Cambio y fuera

La rebelión de los bailarines

El 1 de diciembre estuve en el Palacio de Bellas Artes durante el homenaje a Gloria Contreras en el primer aniversario de su muerte. Algo especial sucedió esa noche de danza, de Romeo y Julieta, de Alas para Malala con coros infantiles, de Huapango, de Sonámbula... y de la Orquesta Carlos Chávez. Era el público que electrizaba la sala a lo largo de toda la función, hasta que al final y de pie expresó a coro: "¡Gloria vive, la danza sigue!".

La consigna no solo expresa gratitud hacia la coreógrafa y creadora de 245 piezas, sino a la fundadora del Taller Coreográfico de la UNAM y a la maestra que constituyó en 1975 el Seminario del Taller Coreográfico Universitario, una asociación civil que, en convenio con la universidad, utiliza los salones del taller, gratuitamente, para impartir clases de danza a estudiantes, académicos, investigadores, trabajadores y sus hijos y ex alumnos que, generación tras generación, han invitado a la danza a transformar sus vidas.

Luego de 42 años, el seminario recibió un oficio el 15 de noviembre: el 31 de diciembre se da por terminado el convenio. Teresa Uriarte firmaba el documento antes de despedirse de la UNAM, y después de haber soltado el rumor de "opacidad" en el manejo de la asociación cuando su fundadora ya no está aquí para defenderse. Jorge Volpi, el nuevo coordinador de Difusión Cultural, es hoy la esperanza de una comunidad de 80 grupos, 19 maestros, mil 100 alumnos —desde los 4 años de edad hasta los 76— que, por una mínima cuota, se forman en ballet clásico, jazz, danzón, cumbia, swing, salsa ...

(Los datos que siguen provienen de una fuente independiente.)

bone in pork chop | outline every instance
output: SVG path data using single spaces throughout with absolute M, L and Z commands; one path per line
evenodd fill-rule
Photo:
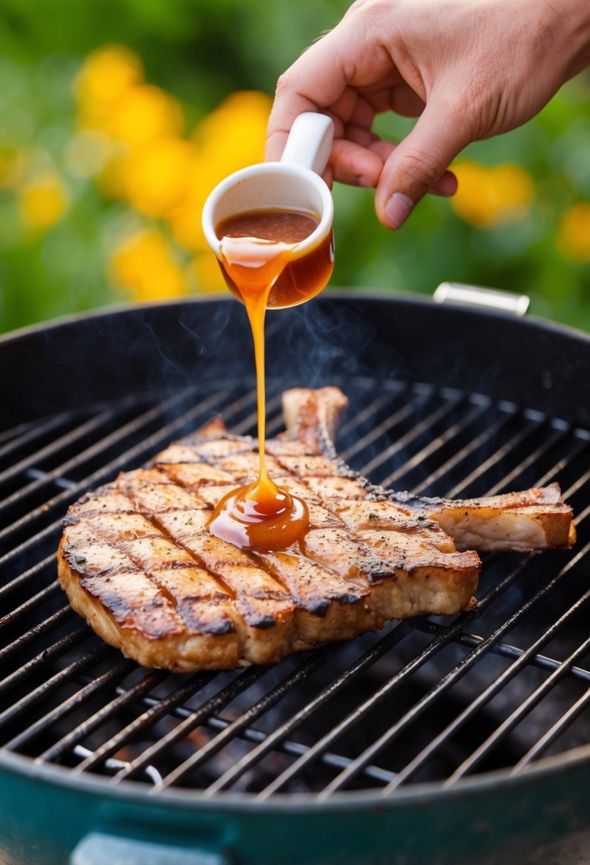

"¡Gloria vive...! se escuchó la semana pasada en Rectoría, donde bailarines niños, jóvenes y adultos acamparon durante tres días para defender el nombre y la existencia del seminario. Y es que, además de semillero de primeras figuras como Marco Antonio Silva, Isabel Beteta, Adriana Castaños, Manuel Morales... éste ha contribuido a la formación de públicos y a demostrar que no solo el dotado biológicamente para bailar puede hacerlo, sino que la belleza también se construye con inteligencia y voluntad.

Conmovido, Gregorio Luke, hijo de la coreógrafa, se ha unido con pasión a los bailarines en rebeldía. Me muestra la contabilidad del seminario en perfecto orden y expresa su esperanza en la UNAM. Sin salones, harán de toda la universidad un escenario, luego las calles, el Zócalo... Gloria Contreras estaría orgullosa.